Induzione e punteggio della malattia di Graft-Versus-Host in un modello di Murine Xenogeneico e quantificazione delle cellule T umane nei tessuti del topo utilizzando pcR digitale

Published: May 23, 2019
doi:
10.3791/59107
,
1Department of Microbiology, Molecular Genetics, and Immunology,University of Kansas Medical Center

Summary

Qui, presentiamo un protocollo per indurre e segnare la malattia in un modello di malattia xenogeneica innesto contro ospite (xenoGVHD). xenoGVHD fornisce un modello in vivo per studiare l’immunosoppressione delle cellule T umane. Inoltre, descriviamo come rilevare le cellule T umane nei tessuti con la PCR digitale come strumento per quantificare l’immunosoppressione.

Abstract

La malattia acuta di innesto contro ospite (GVHD) è una limitazione significativa per i pazienti sottoposti a trapianto di cellule staminali ematopoietiche come terapia per carenze ematologiche e neoplasie. Il GVHD acuto si verifica quando le cellule T donatrici riconoscono i tessuti ospiti come un antigene estraneo e montano una risposta immunitaria all’ospite.

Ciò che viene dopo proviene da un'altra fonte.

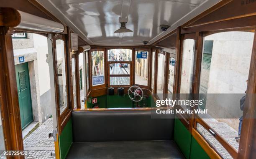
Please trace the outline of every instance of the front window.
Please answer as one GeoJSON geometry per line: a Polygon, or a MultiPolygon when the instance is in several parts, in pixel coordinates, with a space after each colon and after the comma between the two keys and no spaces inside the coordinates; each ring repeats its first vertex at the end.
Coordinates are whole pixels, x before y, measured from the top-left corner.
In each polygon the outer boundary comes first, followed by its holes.
{"type": "Polygon", "coordinates": [[[115,49],[108,50],[108,61],[131,61],[132,50],[115,49]]]}

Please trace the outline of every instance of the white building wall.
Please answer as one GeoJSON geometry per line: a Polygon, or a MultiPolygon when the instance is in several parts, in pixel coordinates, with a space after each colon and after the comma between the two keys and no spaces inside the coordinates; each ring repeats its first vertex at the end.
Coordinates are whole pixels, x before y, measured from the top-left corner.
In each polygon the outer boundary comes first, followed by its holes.
{"type": "Polygon", "coordinates": [[[40,96],[50,89],[49,65],[46,62],[48,53],[47,39],[44,36],[33,34],[34,46],[37,53],[38,76],[40,96]]]}
{"type": "Polygon", "coordinates": [[[236,114],[242,115],[240,100],[247,88],[253,36],[252,33],[228,32],[205,38],[214,40],[207,93],[239,93],[236,98],[230,96],[229,99],[228,96],[221,99],[220,96],[208,95],[206,108],[215,118],[225,116],[217,119],[237,131],[239,119],[234,118],[237,118],[236,114]]]}

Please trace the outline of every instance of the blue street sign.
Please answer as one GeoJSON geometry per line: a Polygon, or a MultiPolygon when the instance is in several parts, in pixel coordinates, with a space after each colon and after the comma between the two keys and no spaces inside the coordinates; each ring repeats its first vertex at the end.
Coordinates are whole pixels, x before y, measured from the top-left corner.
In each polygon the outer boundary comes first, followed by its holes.
{"type": "Polygon", "coordinates": [[[103,84],[104,83],[104,76],[101,76],[93,77],[92,78],[92,81],[93,85],[103,84]]]}
{"type": "Polygon", "coordinates": [[[137,53],[137,58],[147,58],[146,51],[140,51],[137,53]]]}
{"type": "Polygon", "coordinates": [[[25,61],[25,58],[24,58],[24,56],[19,57],[19,61],[20,61],[20,63],[24,62],[24,61],[25,61]]]}

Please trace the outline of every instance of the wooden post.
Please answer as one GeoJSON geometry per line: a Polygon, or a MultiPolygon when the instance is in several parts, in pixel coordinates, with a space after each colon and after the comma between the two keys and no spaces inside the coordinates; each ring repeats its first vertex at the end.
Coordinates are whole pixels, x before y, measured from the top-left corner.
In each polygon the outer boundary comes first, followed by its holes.
{"type": "Polygon", "coordinates": [[[238,159],[253,159],[256,155],[256,28],[246,94],[238,159]]]}
{"type": "MultiPolygon", "coordinates": [[[[23,150],[11,34],[0,27],[0,105],[5,149],[23,150]]],[[[19,158],[23,158],[20,157],[19,158]]]]}

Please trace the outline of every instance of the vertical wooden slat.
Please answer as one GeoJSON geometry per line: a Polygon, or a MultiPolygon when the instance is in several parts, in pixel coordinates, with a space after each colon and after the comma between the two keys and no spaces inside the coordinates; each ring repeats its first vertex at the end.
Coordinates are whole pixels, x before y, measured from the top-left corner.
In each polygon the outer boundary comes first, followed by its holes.
{"type": "MultiPolygon", "coordinates": [[[[179,92],[179,82],[181,72],[181,35],[180,34],[180,27],[177,28],[177,37],[176,37],[176,59],[174,67],[174,80],[173,82],[173,94],[177,94],[179,92]]],[[[176,96],[173,96],[174,99],[176,98],[176,96]]]]}
{"type": "Polygon", "coordinates": [[[75,61],[75,72],[76,73],[76,91],[77,93],[77,106],[78,109],[81,108],[81,102],[80,96],[80,75],[79,71],[79,56],[78,53],[74,55],[75,61]]]}
{"type": "MultiPolygon", "coordinates": [[[[169,71],[169,58],[170,53],[165,52],[165,62],[164,67],[164,94],[166,95],[168,93],[168,72],[169,71]]],[[[167,97],[167,96],[164,96],[164,99],[167,97]]]]}
{"type": "Polygon", "coordinates": [[[69,109],[72,110],[72,108],[74,106],[73,96],[73,87],[72,86],[72,73],[71,73],[71,55],[72,53],[72,49],[71,49],[71,38],[70,37],[70,33],[71,31],[69,27],[67,28],[68,33],[66,35],[65,42],[64,43],[65,47],[66,47],[66,56],[67,59],[66,60],[66,67],[67,73],[66,73],[66,76],[67,76],[67,93],[68,96],[68,98],[69,99],[69,102],[68,103],[68,107],[69,109]]]}
{"type": "MultiPolygon", "coordinates": [[[[132,53],[132,66],[133,70],[132,71],[130,71],[130,73],[132,73],[132,76],[130,75],[130,81],[132,81],[132,85],[135,85],[135,48],[133,48],[132,53]]],[[[131,82],[130,82],[131,83],[131,82]]]]}
{"type": "Polygon", "coordinates": [[[157,84],[157,66],[158,65],[158,52],[159,50],[155,50],[155,68],[154,68],[154,72],[155,73],[154,73],[154,90],[153,91],[153,93],[154,94],[156,93],[156,85],[157,84]]]}
{"type": "Polygon", "coordinates": [[[256,149],[256,28],[251,60],[238,159],[255,158],[256,149]]]}
{"type": "MultiPolygon", "coordinates": [[[[151,87],[151,59],[152,50],[151,48],[149,48],[148,50],[148,90],[150,90],[151,87]]],[[[148,96],[149,96],[149,91],[148,91],[148,96]]]]}
{"type": "MultiPolygon", "coordinates": [[[[195,58],[194,67],[193,68],[193,77],[192,87],[192,93],[195,99],[199,98],[199,88],[200,86],[200,76],[201,73],[201,66],[203,51],[204,38],[200,32],[196,33],[196,41],[195,50],[195,58]]],[[[190,107],[190,110],[196,109],[197,106],[190,107]]],[[[189,131],[191,132],[192,128],[194,127],[195,114],[190,114],[189,119],[189,131]]]]}
{"type": "MultiPolygon", "coordinates": [[[[23,141],[11,34],[0,27],[0,102],[8,150],[23,150],[23,141]]],[[[23,158],[17,157],[16,158],[23,158]]]]}

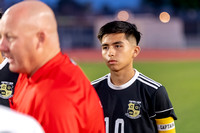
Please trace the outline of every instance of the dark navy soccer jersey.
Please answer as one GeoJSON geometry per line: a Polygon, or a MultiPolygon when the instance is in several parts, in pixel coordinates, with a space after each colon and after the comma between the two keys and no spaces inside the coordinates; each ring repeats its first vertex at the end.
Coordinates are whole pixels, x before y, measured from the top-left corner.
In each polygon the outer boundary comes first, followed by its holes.
{"type": "Polygon", "coordinates": [[[155,119],[177,119],[165,87],[135,71],[121,86],[111,83],[110,73],[92,82],[103,106],[106,133],[157,133],[155,119]]]}
{"type": "Polygon", "coordinates": [[[10,107],[9,98],[14,94],[18,74],[9,70],[7,58],[0,64],[0,105],[10,107]]]}

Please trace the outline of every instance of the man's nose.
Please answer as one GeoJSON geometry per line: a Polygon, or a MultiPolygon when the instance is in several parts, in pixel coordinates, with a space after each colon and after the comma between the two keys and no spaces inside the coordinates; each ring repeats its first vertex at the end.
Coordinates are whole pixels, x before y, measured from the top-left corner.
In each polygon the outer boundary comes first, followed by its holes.
{"type": "Polygon", "coordinates": [[[7,41],[4,38],[0,38],[0,51],[2,52],[8,51],[7,41]]]}

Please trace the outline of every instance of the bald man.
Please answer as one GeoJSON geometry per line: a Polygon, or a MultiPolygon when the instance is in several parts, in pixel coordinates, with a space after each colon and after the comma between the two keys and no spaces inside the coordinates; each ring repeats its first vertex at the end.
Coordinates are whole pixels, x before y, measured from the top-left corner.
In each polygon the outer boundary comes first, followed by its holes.
{"type": "Polygon", "coordinates": [[[104,133],[99,98],[81,69],[60,51],[53,11],[23,1],[1,20],[0,50],[20,73],[12,108],[33,116],[46,133],[104,133]]]}

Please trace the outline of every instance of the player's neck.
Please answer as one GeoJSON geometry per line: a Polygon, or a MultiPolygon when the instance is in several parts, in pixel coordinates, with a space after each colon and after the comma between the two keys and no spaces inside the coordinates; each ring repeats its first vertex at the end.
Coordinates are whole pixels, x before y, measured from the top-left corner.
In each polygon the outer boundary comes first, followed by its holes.
{"type": "Polygon", "coordinates": [[[130,70],[122,70],[122,71],[111,71],[111,82],[114,85],[120,86],[127,83],[129,80],[133,78],[135,75],[135,70],[130,68],[130,70]]]}
{"type": "Polygon", "coordinates": [[[3,58],[3,56],[0,53],[0,64],[3,62],[3,60],[4,60],[4,58],[3,58]]]}

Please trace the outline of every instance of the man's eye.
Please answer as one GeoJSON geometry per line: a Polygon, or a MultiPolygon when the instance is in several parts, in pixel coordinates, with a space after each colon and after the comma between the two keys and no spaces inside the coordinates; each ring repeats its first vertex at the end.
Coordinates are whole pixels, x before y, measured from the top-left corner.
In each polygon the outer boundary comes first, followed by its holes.
{"type": "Polygon", "coordinates": [[[102,47],[102,49],[108,49],[108,47],[102,47]]]}
{"type": "Polygon", "coordinates": [[[116,45],[115,47],[116,47],[116,48],[120,48],[121,46],[120,46],[120,45],[116,45]]]}
{"type": "Polygon", "coordinates": [[[15,37],[13,37],[13,36],[7,36],[7,40],[8,40],[9,42],[13,41],[14,39],[15,39],[15,37]]]}

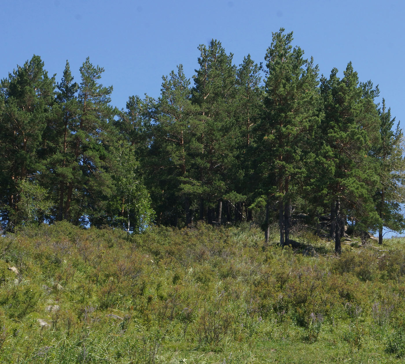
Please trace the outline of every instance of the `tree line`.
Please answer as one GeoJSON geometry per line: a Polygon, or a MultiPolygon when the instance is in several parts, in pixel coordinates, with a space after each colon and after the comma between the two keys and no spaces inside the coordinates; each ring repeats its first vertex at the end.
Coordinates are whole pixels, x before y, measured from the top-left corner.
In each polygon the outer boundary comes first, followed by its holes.
{"type": "Polygon", "coordinates": [[[348,224],[401,231],[402,130],[377,86],[351,63],[341,78],[319,75],[273,33],[264,62],[238,66],[220,42],[201,45],[192,86],[181,65],[160,97],[111,105],[104,69],[87,58],[75,82],[57,82],[34,55],[0,82],[2,228],[67,220],[142,231],[259,222],[280,244],[294,216],[327,218],[335,250],[348,224]]]}

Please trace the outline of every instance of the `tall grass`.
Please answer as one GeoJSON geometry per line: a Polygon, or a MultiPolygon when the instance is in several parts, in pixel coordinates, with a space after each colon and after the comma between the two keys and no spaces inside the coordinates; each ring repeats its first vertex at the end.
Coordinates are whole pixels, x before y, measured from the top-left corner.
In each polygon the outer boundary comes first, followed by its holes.
{"type": "Polygon", "coordinates": [[[275,229],[266,246],[247,224],[2,237],[0,361],[402,362],[404,240],[338,257],[296,234],[317,254],[281,249],[275,229]]]}

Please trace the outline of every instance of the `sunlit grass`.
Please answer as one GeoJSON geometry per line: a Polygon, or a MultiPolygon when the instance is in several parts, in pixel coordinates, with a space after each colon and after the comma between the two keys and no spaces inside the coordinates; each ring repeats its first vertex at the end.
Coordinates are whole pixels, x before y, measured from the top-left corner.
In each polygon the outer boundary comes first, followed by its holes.
{"type": "Polygon", "coordinates": [[[0,360],[402,362],[405,239],[352,238],[338,257],[333,242],[294,234],[304,248],[281,249],[275,227],[266,245],[249,224],[2,237],[0,360]]]}

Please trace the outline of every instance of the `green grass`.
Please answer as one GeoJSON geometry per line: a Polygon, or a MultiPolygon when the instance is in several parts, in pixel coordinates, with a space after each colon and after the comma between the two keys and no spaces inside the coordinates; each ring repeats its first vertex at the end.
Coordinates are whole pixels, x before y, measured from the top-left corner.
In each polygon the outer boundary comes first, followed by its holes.
{"type": "Polygon", "coordinates": [[[318,256],[247,225],[0,238],[0,362],[403,362],[405,240],[294,238],[318,256]]]}

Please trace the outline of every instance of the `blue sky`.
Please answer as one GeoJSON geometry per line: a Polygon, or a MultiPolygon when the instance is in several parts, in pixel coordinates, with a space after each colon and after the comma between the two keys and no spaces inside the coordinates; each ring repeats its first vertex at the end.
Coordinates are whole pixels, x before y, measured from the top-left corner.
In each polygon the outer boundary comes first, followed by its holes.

Gli attuali trattamenti riguardano farmaci immunosoppressori tossici che rendono i pazienti suscettibili di infezione e recidiva. Così, C’è ricerca in corso per fornire una terapia acuta GVHD che può efficacemente indirizzare le cellule T del donatore e ridurre gli effetti collaterali. Gran parte di questo lavoro pre-clinico utilizza il modello murino xenogeno GVHD (xenoGVHD) che consente di testare le terapie immunosoppressive sulle cellule umane piuttosto che murine cellule in un sistema in vivo. Questo protocollo descrive come indurre xenoGVHD e come accecare e standardizzare il punteggio clinico per garantire risultati coerenti. Inoltre, questo protocollo descrive come utilizzare la PCR digitale per rilevare le cellule T umane nei tessuti dei topi, che possono essere successivamente utilizzate per quantificare l’efficacia delle terapie testate. Il modello xenoGVHD non solo fornisce un modello per testare le terapie GVHD, ma qualsiasi terapia che può sopprimere le cellule T umane, che potrebbe quindi essere applicata a molte malattie infiammatorie.

Introduction

Il trapianto di cellule staminali ematopoietiche allogeniche (HSCT) è diventato un trattamento di routine per i pazienti affetti da neoplasie ematologiche come la leucemia con prognosi infausta. Una complicazione significativa dell’HSCT è la malattia acuta di innesto contro l’ospite (GVHD). Uno studio del 2012 ha riferito che il GVHD acuto si è sviluppato nel 39% dei pazienti con HSCT che hanno ricevuto trapianti da donatori fratelli e 59% dei pazienti sottoposti a trapianto da donatori non correlati1. Il GVHD acuto si verifica quando le cellule T derivate dal donatore attaccano gli organi del destinatario. L’unica terapia di successo per gVHD è il trattamento con farmaci altamente immunosoppressivi2, che sono altamente tossici e aumentano il rischio di infezione e recidiva del tumore. Così, nonostante i miglioramenti che sono stati fatti nella sopravvivenza acuta GVHD negli ultimi anni3,4,5, c’è ancora una necessità critica per il miglioramento delle terapie GVHD con tossicità minima che promuovono la remissione a lungo termine.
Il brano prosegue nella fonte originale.